Recently crowned winner in the “Best Concept” category at the 2015 Small Business BC Awards, Soil Mate allows farmers and producers to easily create a profile and integrate it with unique mapping and database search functions to make buying local a convenient choice for consumers. Soil Mate is all about changing the way people source their food and steering them towards making healthy, responsible choices and the available options in their community.
Feed the Valley is aimed squarely at reducing hunger by working with local partners and Food Banks to generate donations of food and funds, raise awareness of the issue of hunger and promote healthy, sustainable food sources
The partnership will increase awareness of Valley First’s signature cause, Feed The Valley, which benefits local food banks, and support Soil Mate’s new community programming aimed at helping families source local food and prepare more nutritious meals.
“Working with an organization like Valley First is a natural fit with our local, sustainable, and healthy food source message and will really help us deepen our local connections,” says Soil Mate founder Matt Gomez.
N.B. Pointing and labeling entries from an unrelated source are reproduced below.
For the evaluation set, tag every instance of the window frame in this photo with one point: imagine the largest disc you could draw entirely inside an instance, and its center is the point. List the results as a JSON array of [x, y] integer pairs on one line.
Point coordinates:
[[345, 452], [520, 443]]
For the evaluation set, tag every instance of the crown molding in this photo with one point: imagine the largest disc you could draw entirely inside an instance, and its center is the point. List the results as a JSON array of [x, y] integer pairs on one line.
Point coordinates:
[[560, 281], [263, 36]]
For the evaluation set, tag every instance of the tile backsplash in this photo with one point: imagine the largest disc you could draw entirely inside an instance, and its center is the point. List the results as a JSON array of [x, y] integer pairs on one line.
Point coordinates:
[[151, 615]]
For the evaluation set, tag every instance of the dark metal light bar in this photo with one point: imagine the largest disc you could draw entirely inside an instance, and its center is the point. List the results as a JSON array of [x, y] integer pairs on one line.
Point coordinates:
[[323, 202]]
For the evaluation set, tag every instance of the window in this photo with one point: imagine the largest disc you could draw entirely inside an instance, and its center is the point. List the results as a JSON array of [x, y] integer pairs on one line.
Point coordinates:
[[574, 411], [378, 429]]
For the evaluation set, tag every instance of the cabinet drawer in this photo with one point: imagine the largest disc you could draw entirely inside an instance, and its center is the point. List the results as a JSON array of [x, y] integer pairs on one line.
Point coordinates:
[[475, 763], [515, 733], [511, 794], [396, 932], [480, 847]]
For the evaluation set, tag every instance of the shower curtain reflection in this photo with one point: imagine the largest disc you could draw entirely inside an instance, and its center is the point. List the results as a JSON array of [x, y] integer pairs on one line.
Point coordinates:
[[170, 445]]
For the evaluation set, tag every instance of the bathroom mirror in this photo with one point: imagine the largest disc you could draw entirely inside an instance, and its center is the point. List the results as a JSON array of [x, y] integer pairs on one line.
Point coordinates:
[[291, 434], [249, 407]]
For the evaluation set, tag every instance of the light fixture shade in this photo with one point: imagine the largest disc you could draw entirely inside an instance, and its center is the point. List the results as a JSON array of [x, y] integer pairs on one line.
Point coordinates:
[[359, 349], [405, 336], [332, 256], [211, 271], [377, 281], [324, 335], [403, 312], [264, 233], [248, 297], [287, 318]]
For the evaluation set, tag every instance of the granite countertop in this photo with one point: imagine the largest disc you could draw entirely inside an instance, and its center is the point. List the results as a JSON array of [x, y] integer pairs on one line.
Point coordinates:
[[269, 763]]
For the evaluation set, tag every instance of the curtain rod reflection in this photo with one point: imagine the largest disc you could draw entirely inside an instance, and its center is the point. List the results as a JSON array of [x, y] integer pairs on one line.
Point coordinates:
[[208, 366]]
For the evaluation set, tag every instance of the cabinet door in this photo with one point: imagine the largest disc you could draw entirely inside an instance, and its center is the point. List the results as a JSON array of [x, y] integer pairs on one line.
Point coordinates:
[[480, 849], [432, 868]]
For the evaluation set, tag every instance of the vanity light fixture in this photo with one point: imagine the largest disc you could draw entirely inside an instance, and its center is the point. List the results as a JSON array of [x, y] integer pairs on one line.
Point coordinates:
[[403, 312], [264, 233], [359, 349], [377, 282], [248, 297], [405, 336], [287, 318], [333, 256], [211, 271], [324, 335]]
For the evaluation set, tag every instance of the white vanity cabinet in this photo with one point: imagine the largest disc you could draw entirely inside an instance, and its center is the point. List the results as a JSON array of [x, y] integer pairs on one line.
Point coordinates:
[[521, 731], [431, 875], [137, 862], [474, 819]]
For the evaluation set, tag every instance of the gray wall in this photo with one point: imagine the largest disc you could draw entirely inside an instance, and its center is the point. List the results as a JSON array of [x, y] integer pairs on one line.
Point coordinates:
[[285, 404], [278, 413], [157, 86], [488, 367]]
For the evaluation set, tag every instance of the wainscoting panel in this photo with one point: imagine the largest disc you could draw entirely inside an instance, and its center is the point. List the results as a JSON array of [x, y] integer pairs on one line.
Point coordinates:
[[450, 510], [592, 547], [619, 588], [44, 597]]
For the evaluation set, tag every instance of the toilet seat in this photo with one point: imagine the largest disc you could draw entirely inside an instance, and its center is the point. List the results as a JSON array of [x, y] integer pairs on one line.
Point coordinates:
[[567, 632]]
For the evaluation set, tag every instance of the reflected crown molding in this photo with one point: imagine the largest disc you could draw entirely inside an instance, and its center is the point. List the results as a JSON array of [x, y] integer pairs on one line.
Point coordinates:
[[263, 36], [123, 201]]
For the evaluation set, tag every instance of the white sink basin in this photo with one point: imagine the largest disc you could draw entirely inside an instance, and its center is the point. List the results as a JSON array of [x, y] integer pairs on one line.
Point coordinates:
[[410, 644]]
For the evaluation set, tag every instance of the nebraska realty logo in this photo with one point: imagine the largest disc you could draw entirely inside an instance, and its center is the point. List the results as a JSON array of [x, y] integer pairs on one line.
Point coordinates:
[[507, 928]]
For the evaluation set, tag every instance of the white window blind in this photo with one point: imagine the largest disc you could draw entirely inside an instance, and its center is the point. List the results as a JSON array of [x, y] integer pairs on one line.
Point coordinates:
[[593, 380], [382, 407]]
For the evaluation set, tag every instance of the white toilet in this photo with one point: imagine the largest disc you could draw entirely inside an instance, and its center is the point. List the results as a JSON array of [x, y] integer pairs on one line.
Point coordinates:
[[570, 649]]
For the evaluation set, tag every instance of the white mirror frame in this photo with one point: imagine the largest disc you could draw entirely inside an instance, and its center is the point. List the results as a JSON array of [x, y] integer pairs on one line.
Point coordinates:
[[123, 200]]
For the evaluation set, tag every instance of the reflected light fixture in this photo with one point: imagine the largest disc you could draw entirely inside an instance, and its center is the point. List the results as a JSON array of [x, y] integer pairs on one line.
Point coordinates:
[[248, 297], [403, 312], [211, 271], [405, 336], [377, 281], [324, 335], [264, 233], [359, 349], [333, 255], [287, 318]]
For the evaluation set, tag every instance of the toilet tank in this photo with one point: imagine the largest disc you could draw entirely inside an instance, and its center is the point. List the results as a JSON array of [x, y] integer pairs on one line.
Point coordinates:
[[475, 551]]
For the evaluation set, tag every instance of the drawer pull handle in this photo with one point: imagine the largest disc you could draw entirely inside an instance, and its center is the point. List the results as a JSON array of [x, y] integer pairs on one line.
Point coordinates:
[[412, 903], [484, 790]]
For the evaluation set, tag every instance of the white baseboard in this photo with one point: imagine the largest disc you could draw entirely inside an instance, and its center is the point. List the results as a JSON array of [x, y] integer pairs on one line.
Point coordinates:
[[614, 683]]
Both Valley First and Soil Mate share a strong commitment to community and Valley First’s Feed the Valley program has been tackling hunger in the Okanagan, Similkameen and Thompson valleys for more than five years.
“Feed the Valley is aimed squarely at reducing hunger by working with local partners and Food Banks to generate donations of food and funds, raise awareness of the issue of hunger and promote healthy, sustainable food sources,” says Drew Geldart, a marketing expert at Valley First.
With the simple message of “know your farmer, know your food”, Soil Mate is encouraging local communities to be more self-sufficient when sourcing their food by highlighting what is available locally and how it is produced.
“Particularly with younger generations, there is a clear disconnect between the food that magically appears in stores and where it comes from, how it is grown, and by whom,” says Gomez.
The inspiration for the Soil Mate concept came to Gomez when started a family and identified the need to explain where the food we see in the grocery store actually comes from.
Looking ahead, Gomez says: ”I’d like to do some collaborative workshops learn on how to incorporate local products into easy kid’s meals or host more events, such as the August family picnic planned for this summer in Kelowna.”